Trenggaleknjenggelek - Penambangan kripto atau crypto mining adalah proses krusial dalam jaringan blockchain seperti Bitcoin dan Ethereum.
Di balik layar transaksi digital yang tampak sederhana, terdapat serangkaian proses komputasi kompleks yang membuat sistem tetap berjalan aman, terdesentralisasi, dan anti-manipulasi.
Menariknya, penambangan kripto bisa dilakukan siapa saja selama punya perangkat yang mumpuni dan akses listrik yang stabil. Tapi bagaimana sebenarnya proses ini berlangsung?
Bagaimana Cara Kerja Penambangan Crypto?
Proses mining dapat dijelaskan dalam beberapa langkah berikut:
- Kumpulan Transaksi Baru
Setiap kali seseorang mengirim kripto (misal BTC), transaksi itu masuk ke dalam mempool, menunggu untuk dikonfirmasi. - Pemecahan Puzzle Kriptografi
Penambang berlomba-lomba memecahkan teka-teki matematika kompleks yang berkaitan dengan hash dari blok transaksi baru.

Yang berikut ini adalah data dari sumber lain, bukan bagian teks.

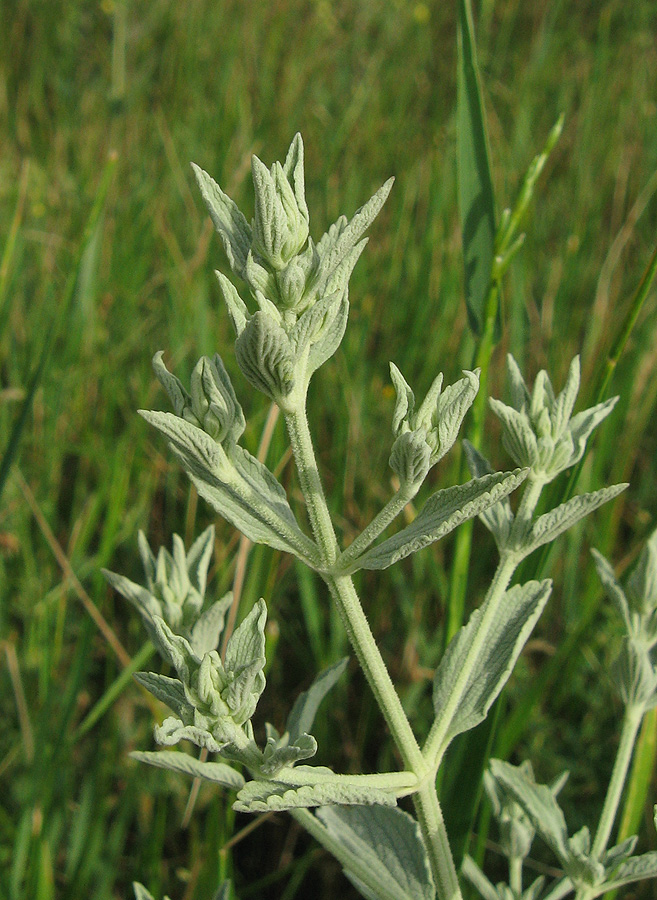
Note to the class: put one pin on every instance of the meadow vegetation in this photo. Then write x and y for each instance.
(107, 255)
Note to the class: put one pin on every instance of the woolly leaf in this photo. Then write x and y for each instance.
(550, 525)
(219, 773)
(301, 718)
(389, 844)
(443, 512)
(518, 613)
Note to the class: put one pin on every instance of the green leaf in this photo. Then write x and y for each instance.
(539, 803)
(475, 186)
(219, 773)
(301, 718)
(637, 868)
(389, 843)
(304, 787)
(499, 517)
(518, 613)
(232, 227)
(550, 525)
(169, 690)
(214, 477)
(443, 512)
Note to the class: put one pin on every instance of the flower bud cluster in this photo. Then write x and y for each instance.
(211, 403)
(637, 605)
(539, 430)
(299, 287)
(424, 436)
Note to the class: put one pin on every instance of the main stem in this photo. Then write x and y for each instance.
(436, 741)
(362, 640)
(631, 723)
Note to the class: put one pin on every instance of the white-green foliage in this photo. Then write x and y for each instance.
(298, 313)
(637, 605)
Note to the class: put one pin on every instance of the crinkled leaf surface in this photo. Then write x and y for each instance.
(539, 803)
(517, 615)
(550, 525)
(388, 842)
(205, 463)
(443, 512)
(219, 773)
(634, 869)
(302, 715)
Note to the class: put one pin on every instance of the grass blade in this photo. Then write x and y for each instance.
(475, 185)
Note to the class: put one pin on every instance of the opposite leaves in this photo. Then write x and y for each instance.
(387, 844)
(507, 635)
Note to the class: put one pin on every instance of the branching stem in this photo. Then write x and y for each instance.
(344, 594)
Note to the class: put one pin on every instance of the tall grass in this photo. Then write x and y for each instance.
(371, 85)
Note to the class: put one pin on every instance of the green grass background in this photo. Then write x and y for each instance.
(371, 86)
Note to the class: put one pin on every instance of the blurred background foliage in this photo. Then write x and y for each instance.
(86, 299)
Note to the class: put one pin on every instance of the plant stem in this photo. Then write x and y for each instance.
(436, 742)
(362, 640)
(377, 526)
(631, 723)
(515, 875)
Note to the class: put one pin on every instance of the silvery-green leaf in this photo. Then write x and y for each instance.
(219, 773)
(642, 583)
(225, 892)
(443, 512)
(410, 458)
(237, 309)
(169, 690)
(613, 588)
(174, 648)
(636, 674)
(207, 629)
(141, 893)
(142, 599)
(342, 237)
(179, 397)
(499, 517)
(198, 559)
(265, 356)
(258, 278)
(550, 525)
(637, 868)
(279, 755)
(563, 405)
(518, 613)
(520, 396)
(172, 731)
(331, 336)
(478, 880)
(388, 842)
(245, 654)
(540, 805)
(581, 425)
(293, 168)
(338, 279)
(301, 718)
(213, 475)
(231, 225)
(405, 399)
(264, 796)
(517, 434)
(452, 405)
(313, 321)
(619, 853)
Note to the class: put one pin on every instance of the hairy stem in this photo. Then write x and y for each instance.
(362, 640)
(378, 525)
(631, 723)
(436, 742)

Ini bukan soal logika, tapi soal mencoba kombinasi angka secara cepat (brute force). - Penambang Pertama yang Berhasil = Menang
Siapa pun yang berhasil menemukan hash yang benar akan memperoleh hak untuk menambahkan blok ke blockchain dan menerima reward biasanya dalam bentuk koin baru + biaya transaksi. - Blok Ditambahkan ke Blockchain
Setelah diverifikasi oleh jaringan, blok tersebut ditambahkan ke blockchain dan dianggap final. - Ulangi Lagi
Proses terus berlanjut setiap beberapa menit, tergantung jaringan (Bitcoin: ±10 menit/blok).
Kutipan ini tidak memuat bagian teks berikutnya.